The most striking — though not shocking — trend revealed in the report is the increasing cost of higher education.
The 40 percent of Kentucky families who earn the least must use 39 percent of their income to attend a 4-year college, up from 33 percent in 2004, the report found. And that's after accounting for financial aid, which is increasingly being used to lure high-achieving students who boost a school's reputation, but who don't need help to go to college.
"We're not surprised about the grade and the data about affordability," Crofts said. "There's a concern that if we don't turn around recent trends, we will reach the point where public higher education in the commonwealth is unaffordable for far too many of our citizens."
Specifically, the report called out Kentucky for providing only 48 cents of aid for every dollar in federal Pell Grant aid to students.
Still, Kentucky is more generous with financial aid across all income levels than most states, ranking third in the nation with $1,098 per student. But the commonwealth drops to ninth-best in need-based grant aid per student with $542, according to figures from the National Association of State Student Grant and Aid Programs annual survey.
Gov.

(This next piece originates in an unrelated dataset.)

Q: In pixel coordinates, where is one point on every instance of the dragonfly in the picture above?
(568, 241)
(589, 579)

Steve Beshear has created a college affordability working group to make recommendations by September 2009 on ways Kentucky can lessen college costs. The group, which met Tuesday, will look at increasing availability and funding for financial aid, among a host of other options.
The average tuition at Kentucky's eight public four-year colleges for this academic year is $6,799. Among the 10 Southern states, only South Carolina's and Virginia's figures were higher, according to the College Board.

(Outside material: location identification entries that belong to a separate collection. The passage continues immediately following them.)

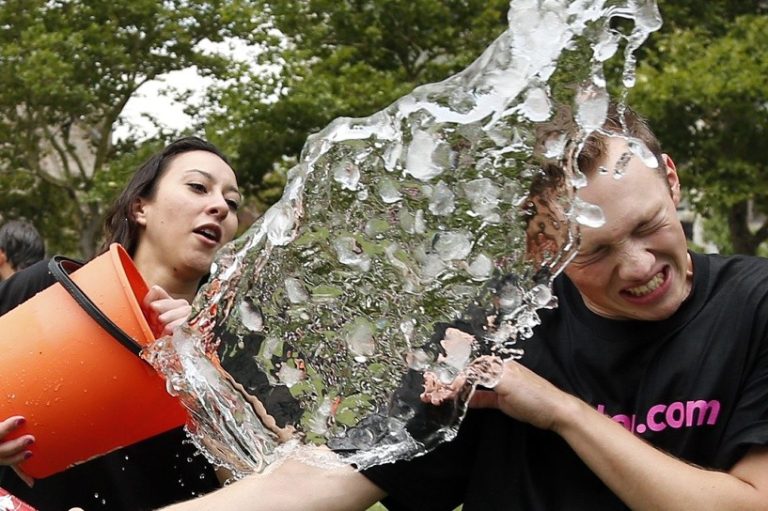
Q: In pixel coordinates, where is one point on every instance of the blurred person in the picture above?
(646, 388)
(177, 210)
(20, 246)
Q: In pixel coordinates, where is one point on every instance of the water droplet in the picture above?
(347, 174)
(452, 245)
(251, 316)
(588, 214)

Nationally, tuition increases have far outpaced boosts in financial aid since 2003. Universities are using the money to make up for drops in state funding, said Sandy Baum, economics professor at Skidmore College in Saratoga Springs, N.Y., and a senior policy analyst with the College Board. She presented figures to the governor's working group Tuesday.
"It's not that their spending has gone up rapidly ... it's that tuition revenues are an increasing portion of revenues at public institutions," she said.
The problem seems likely to worsen as the economy does, said Patrick Callan, the center's president.
Historically during downturns, "states make disproportionate cuts in higher education and, in return for the colleges taking them gracefully, allow them to raise tuition," Callan said. "If we handle this recession like we've handled others, we will see that this gets worse."
Overall, college costs are sucking up an increasing chunk of families' income. On average, the lowest-earning 20 percent of Americans must spend more than half of their income on college. Meanwhile, the number of students needing federal Stafford loans has jumped by 50 percent in the last decade, according to the 2008 "Measuring Up" report.
The total amount American students have borrowed to pay for school has more than doubled in 10 years from $41 million to $85 million, the report said.
The ballooning costs are causing systemic problems, the report says, as the United States now ranks 15th out of 29 nations surveyed in completion rate of college degree and certificate programs.
Thirty-nine percent of U.S. adults between the ages of 35 and 65 hold at least an associate degree, second only to Canada. But among those 25-34, the United States' 39 percent rate is tied for 10th with Spain, Sweden and Australia.
"Our nation and our states can do better," former North Carolina Gov. Jim Hunt wrote in the report. "Family wealth and income, race and ethnicity and geography play too great a role in determining which Americans receive a high school education that prepares them for college, which ones enroll in college, and which ones complete certificate or degree programs."